My son swirls my crystal Riedel wine glass and drinks in the aroma. “How can something that smells so good, taste so bad” he inquires.
“It is an acquired taste son” I reply.
“Why would I want to acquire a taste for something that isn’t good?”
I didn’t try to explain, because I don’t want my kids to drink alcohol. But when you think about it, there are many things that seem bitter on the surface but bring about our greatest satisfaction. There is so much good that comes in the bitter.
I think deep down we are more complex than the surface childlike satisfaction we once found easily. As we mature, satisfaction is more allusive and when achieved, harder to describe. It becomes more individual, as it’s complexity is received a little differently by each recipient.
On a spiritual level it goes back to what we know about God. In Romans 8:28 he promises to turn all things to good for those who believe, and it is always an inspiration when we hear testimonies of the good that has come through the bitter.
Most of us have experienced it in some form:
- a young woman struggles to conceive, springs forth tears of happiness, when the cry of her child entering the world, after 20 difficult hours of labor, occurs.

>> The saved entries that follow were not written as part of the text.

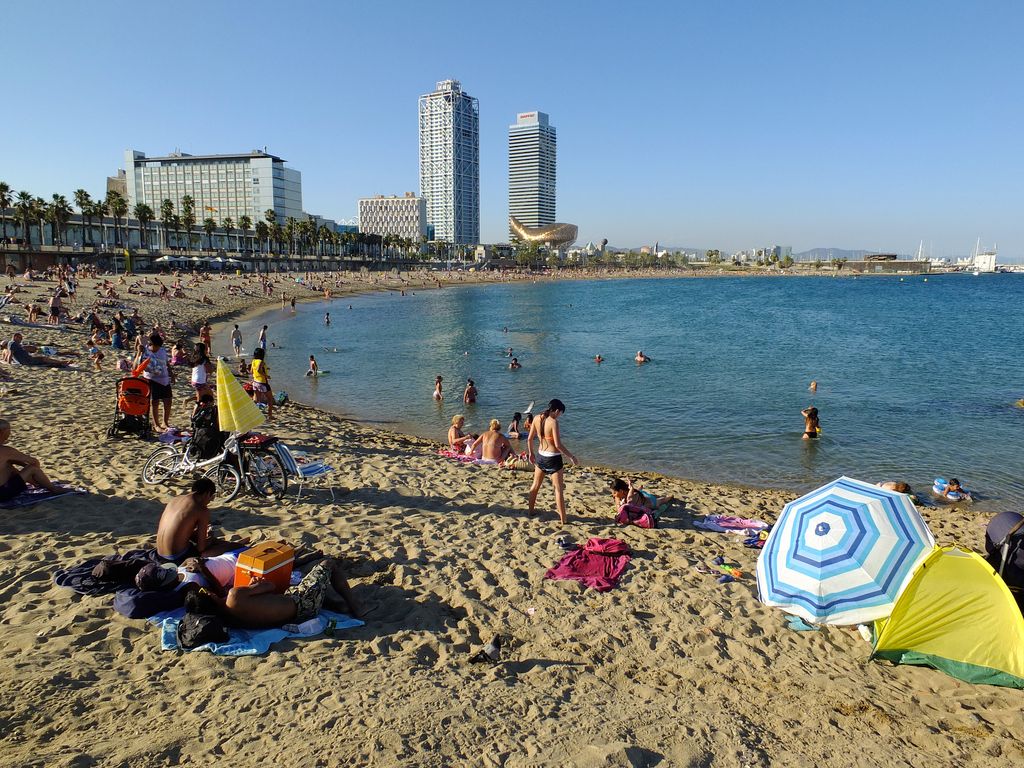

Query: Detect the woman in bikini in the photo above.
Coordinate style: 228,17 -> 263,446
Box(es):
433,375 -> 444,401
527,399 -> 578,525
447,414 -> 473,452
801,407 -> 820,439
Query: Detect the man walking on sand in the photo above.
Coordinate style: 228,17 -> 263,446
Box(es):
231,324 -> 242,357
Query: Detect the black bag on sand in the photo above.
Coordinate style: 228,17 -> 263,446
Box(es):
176,612 -> 229,650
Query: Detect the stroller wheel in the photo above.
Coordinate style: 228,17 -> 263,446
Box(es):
106,427 -> 116,438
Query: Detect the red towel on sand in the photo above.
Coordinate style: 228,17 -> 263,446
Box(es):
544,538 -> 631,592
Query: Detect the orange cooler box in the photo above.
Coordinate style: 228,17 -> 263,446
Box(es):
233,542 -> 295,593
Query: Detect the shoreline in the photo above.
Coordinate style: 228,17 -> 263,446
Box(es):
220,271 -> 1004,515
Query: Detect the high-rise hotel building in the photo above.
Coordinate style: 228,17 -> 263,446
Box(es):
508,111 -> 556,240
124,149 -> 304,225
418,80 -> 479,244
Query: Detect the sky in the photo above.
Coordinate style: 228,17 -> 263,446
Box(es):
2,0 -> 1022,259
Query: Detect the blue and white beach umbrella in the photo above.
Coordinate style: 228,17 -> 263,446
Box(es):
756,476 -> 935,626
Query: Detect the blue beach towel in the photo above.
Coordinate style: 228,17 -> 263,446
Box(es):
159,610 -> 363,655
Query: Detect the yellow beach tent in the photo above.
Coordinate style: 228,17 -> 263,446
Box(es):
871,546 -> 1024,688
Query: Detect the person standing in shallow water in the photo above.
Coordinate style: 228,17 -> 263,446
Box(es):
527,399 -> 578,525
802,407 -> 820,439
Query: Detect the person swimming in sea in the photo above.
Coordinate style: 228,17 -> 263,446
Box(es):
306,354 -> 319,377
635,350 -> 651,364
809,380 -> 818,392
801,407 -> 820,439
324,312 -> 331,326
433,375 -> 443,401
594,354 -> 604,364
508,357 -> 521,370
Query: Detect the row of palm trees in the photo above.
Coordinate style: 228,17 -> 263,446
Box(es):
0,181 -> 431,262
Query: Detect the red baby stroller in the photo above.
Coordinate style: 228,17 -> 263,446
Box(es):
108,376 -> 152,438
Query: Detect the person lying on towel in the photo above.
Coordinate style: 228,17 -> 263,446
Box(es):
185,557 -> 367,628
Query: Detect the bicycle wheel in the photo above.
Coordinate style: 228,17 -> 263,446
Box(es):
205,462 -> 243,502
246,448 -> 288,499
141,446 -> 182,485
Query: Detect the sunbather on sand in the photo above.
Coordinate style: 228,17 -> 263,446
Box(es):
609,478 -> 676,511
156,478 -> 247,564
0,418 -> 63,502
187,557 -> 366,627
469,419 -> 513,463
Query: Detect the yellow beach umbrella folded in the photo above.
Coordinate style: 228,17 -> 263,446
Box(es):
216,358 -> 265,434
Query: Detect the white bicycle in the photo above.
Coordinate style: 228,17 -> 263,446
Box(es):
141,432 -> 287,502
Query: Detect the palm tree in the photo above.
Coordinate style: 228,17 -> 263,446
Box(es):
203,218 -> 217,251
0,182 -> 11,243
133,203 -> 154,248
221,217 -> 234,253
254,220 -> 269,255
13,192 -> 34,254
169,214 -> 181,251
73,189 -> 93,246
106,191 -> 128,247
49,194 -> 73,248
271,223 -> 284,255
160,198 -> 175,250
91,199 -> 108,248
283,218 -> 296,256
238,215 -> 252,254
181,195 -> 196,252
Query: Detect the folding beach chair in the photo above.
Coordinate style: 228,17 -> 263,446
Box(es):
275,442 -> 336,502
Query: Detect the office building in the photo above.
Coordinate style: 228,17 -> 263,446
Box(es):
508,111 -> 556,240
124,149 -> 304,225
418,80 -> 479,244
358,194 -> 428,241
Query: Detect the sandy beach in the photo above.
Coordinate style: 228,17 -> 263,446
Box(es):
0,269 -> 1020,768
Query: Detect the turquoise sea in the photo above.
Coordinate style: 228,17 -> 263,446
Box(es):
230,274 -> 1024,512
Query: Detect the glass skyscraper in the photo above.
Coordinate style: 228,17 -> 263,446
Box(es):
508,111 -> 556,241
418,80 -> 480,245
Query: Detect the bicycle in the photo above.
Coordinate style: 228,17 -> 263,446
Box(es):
141,431 -> 287,502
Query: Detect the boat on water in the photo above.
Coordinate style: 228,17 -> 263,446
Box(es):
971,238 -> 998,273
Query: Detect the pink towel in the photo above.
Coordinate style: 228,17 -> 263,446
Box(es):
544,538 -> 631,592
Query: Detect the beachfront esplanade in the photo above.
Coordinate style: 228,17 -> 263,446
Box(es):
124,148 -> 304,226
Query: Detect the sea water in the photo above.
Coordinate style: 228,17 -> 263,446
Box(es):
232,274 -> 1024,512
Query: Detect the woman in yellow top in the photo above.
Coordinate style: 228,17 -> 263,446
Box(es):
250,347 -> 274,420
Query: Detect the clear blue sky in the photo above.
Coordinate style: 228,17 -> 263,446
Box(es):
3,0 -> 1022,258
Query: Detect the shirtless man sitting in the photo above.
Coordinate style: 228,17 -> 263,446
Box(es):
187,557 -> 365,627
156,478 -> 246,564
0,418 -> 63,502
470,419 -> 513,463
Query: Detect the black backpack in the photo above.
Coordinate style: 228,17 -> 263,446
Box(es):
190,406 -> 227,460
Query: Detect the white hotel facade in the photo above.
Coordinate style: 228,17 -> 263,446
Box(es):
358,194 -> 428,241
418,80 -> 480,244
508,111 -> 556,239
124,149 -> 304,226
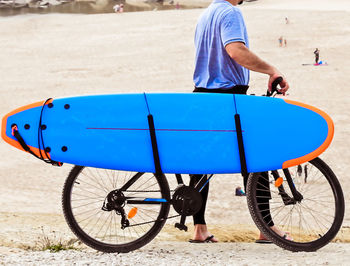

- the dancer’s heart skips a beat from anticipation as she slips the ballet shoe over her torn, raw, bandaged foot before walking out on stage to debut in the American Ballet Theater
- she put pen to paper for four tumultuous years, through creative blocks and editor’s redlines, to finally arrive on the NY Times Bestseller’s list
- all of his savings, more late nights than he could have imagined, rejection after rejection, and he finally landed his first substantial account in his new business
God doesn’t promise us easy. Actually, He tells us that we will suffer in this world. He does promise us joy and peace that is from Him alone, as it doesn’t match the circumstances of this place.
The world is ripe with opportunity for good in the bitter.
As I sip my coffee this morning, dark and black as ink, just the way I like it, I consider it. I find comfort in beginning my day with the rich, fragrance of ground beans permeating the house, as I prepare to sit and sip, and read and write.
I wonder how I can anticipate the earthy dirt flavor of black coffee like it was chocolate syrup lacing my tongue. Somehow it is better. It enters hot and changes characteristics of flavor and viscosity as it cools and seeps down my throat. The complexity is what delights. It is the good beyond the bitter that stimulates the anticipation and deepens the satisfaction.
When we are young we want easy and good. We want fun and delight without sacrifice and hard work. As we mature, we take what is easy for granted. It doesn’t have as much meaning or purpose. What gives us the most satisfaction, the deepest joy, the most incredible peace……
…it is, most often, the good in the bitter.